大判例

20世紀の現憲法下の裁判例を掲載しています。
官報全文検索 KANPO.ORG
月額980円・今日から使える・メール通知機能・弁護士に必須
AD

大阪高等裁判所 昭和37年(ネ)1544号 判決 1965年11月29日

控訴人 久保田英雄

被控訴人 国 外二名

訴訟代理人 堀川嘉夫

主文

一、原判決中、控訴人の被控訴人国に対し大阪府知事のなす永小作権登記の回復登記手続の容認を求める請求について棄却をなした部分を取消す。
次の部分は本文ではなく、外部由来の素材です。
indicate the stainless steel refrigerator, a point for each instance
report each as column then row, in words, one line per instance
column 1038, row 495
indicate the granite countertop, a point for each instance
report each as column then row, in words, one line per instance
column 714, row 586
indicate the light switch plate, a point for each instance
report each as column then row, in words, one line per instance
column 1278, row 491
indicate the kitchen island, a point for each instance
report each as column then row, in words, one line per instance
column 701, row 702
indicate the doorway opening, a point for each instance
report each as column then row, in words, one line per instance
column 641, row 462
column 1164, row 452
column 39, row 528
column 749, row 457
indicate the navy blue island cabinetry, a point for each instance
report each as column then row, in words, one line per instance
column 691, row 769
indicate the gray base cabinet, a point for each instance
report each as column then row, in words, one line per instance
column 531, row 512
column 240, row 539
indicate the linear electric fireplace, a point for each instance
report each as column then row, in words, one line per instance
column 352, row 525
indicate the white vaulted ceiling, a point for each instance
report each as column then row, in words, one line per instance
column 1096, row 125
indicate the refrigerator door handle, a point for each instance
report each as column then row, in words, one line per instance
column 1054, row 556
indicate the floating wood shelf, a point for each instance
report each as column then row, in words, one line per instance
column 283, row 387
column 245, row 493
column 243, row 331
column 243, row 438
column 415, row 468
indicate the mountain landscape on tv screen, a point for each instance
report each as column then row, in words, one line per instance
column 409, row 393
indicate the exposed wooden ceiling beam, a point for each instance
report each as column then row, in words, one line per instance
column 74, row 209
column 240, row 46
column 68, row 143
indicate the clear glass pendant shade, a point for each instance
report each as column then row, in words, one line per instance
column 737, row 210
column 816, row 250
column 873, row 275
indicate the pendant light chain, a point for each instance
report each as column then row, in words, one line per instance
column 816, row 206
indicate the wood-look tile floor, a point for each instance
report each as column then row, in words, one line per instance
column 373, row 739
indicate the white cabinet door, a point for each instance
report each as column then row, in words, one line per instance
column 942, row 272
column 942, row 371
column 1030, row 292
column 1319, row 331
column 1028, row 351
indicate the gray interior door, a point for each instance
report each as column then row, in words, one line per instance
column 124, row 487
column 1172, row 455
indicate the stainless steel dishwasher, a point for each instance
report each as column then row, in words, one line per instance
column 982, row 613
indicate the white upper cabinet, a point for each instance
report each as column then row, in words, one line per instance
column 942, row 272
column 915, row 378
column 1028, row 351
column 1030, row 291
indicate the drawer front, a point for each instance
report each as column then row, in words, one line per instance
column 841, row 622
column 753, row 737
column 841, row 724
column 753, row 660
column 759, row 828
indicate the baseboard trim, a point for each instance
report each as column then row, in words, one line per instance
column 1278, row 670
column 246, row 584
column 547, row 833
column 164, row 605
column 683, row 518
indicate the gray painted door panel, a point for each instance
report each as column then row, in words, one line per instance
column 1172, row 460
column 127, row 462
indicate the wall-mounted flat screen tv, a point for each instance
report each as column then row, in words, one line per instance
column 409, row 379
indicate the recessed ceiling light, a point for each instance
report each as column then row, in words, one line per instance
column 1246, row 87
二、控訴人の右被控訴人国に対し大阪府知事のなす永小作権登記の回復登記手続の容認を求める訴を却下する。

三、控訴人の前記二の訴並びに後記四、五の新訴を除く部分に対する控訴を棄却する。

四、控訴人の新訴のうち

(1)  被控訴人八尾市農業委員会に対し買収計画、その公告、承認の無効確認を求める部分

(2)  被控訴人大阪府知事に対し売渡計画の承認、買収令書の交付、買収売渡の各登記属託行為、右各登記、永小作権登記抹消処分の無効農林省よりの売渡登記の抹消登記手続を求める部分

(3)  被控訴人国に対し、永小作権消去処分の無効確認、大阪府知事のなす買収売渡登記の抹消登記手続の容認を求める部分はいずれも却下する。

五、控訴人の新訴のうち被控訴人大阪府知事に対し売渡計画に対する訴願の裁決売渡通知書の発行交付の無効確認農林省名義の所有権取得登記の抹消登記、永小作権登記の回復手続を求める部分は棄却する。

六、訴訟費用は第一・二審とも控訴人の負担とする。

事  実 <省略>

理由

一、控訴人の本訴中(1) 被控訴人委員会に対し売渡計画の公告、承認の無効確認を求める部分、(2) 被控訴人知事に対し買収令書発行の無効確認を求める部分、(3) 被控訴人国に対し政府の買収・売渡の無効、永小作権の確認を求める部分に対する当裁判所の判断は、右部分についての原審の判断と同一であるから、原判決理由中右部分についての説示をここに引用する。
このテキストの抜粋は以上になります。